Alison Wells said...

Super super, love the subject and what you do with it. You can dodge your own linguistic celebrity too. I really like the bit about hollowing out your name for fame and where we stand, outside or inside our work and in relation to what has gone before. I really like the play with the storytelling itself, once you are in the mode of a story the writer and the reader has taken a stance & the piece fictionalises as we read as we enter into that contract with 'Marc Nash'. Good work Marc/marc.


Ha ha ha. Very very funny and clever...And I've just looked up illeism. Brilliant.

Icy Sedgwick said...

Thoroughly inventive and eloquent as always, though I would expect nothing less, Marc...if that is indeed your real name...

Tony Noland said...

Tony Noland approves.

John Wiswell said...

The most furious, obtuse and inventive self-interview John Wiswell can recall from his recent memory.

Steve Green said...

Steve Green says "Wonderfully entertaining Marc."

He also says he had to google one or two words again, including 'Illeism'.

Steve Green was also very amused reading this story.

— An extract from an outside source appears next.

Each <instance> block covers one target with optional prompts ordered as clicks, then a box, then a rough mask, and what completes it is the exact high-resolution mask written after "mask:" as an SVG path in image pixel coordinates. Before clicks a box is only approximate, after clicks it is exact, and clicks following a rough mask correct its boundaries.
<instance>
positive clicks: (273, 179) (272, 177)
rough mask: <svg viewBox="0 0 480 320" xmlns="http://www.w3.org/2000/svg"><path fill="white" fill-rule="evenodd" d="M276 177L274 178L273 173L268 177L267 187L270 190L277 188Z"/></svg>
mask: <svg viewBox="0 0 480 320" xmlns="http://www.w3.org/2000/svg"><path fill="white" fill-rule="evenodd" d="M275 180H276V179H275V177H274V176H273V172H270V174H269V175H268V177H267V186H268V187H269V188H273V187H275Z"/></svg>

Heheheh!! (Steve Green laughs...)

Aaron said...

I had to look up illeism, too! This was a dizzying interview, to say the least. Very amusing.

Katherine Hajer said...

This was sooo cathartic to read. I used to hang out with a knot of people who thought that simply throwing existing texts in a blender and presenting them to an unsuspecting public (okay, typically they were performance art pieces at galleries, so say "half-suspecting public" to be accurate) was the height of art. They were rather condescending of people who wrote stuff the old-fashioned way.

jackkholt said...

Jack Holt thinks this is a very fun piece with the best title this week (or possibly ever).

Sonia Lal said...

LOL Funny! What an insane interview. LOL

Cindy Vaskova said...

Cindy Vaskova thinks she should take notes of how to conduct an interview!

This was a super clever read Marc, fun and rich with fancy words :-D! Brill.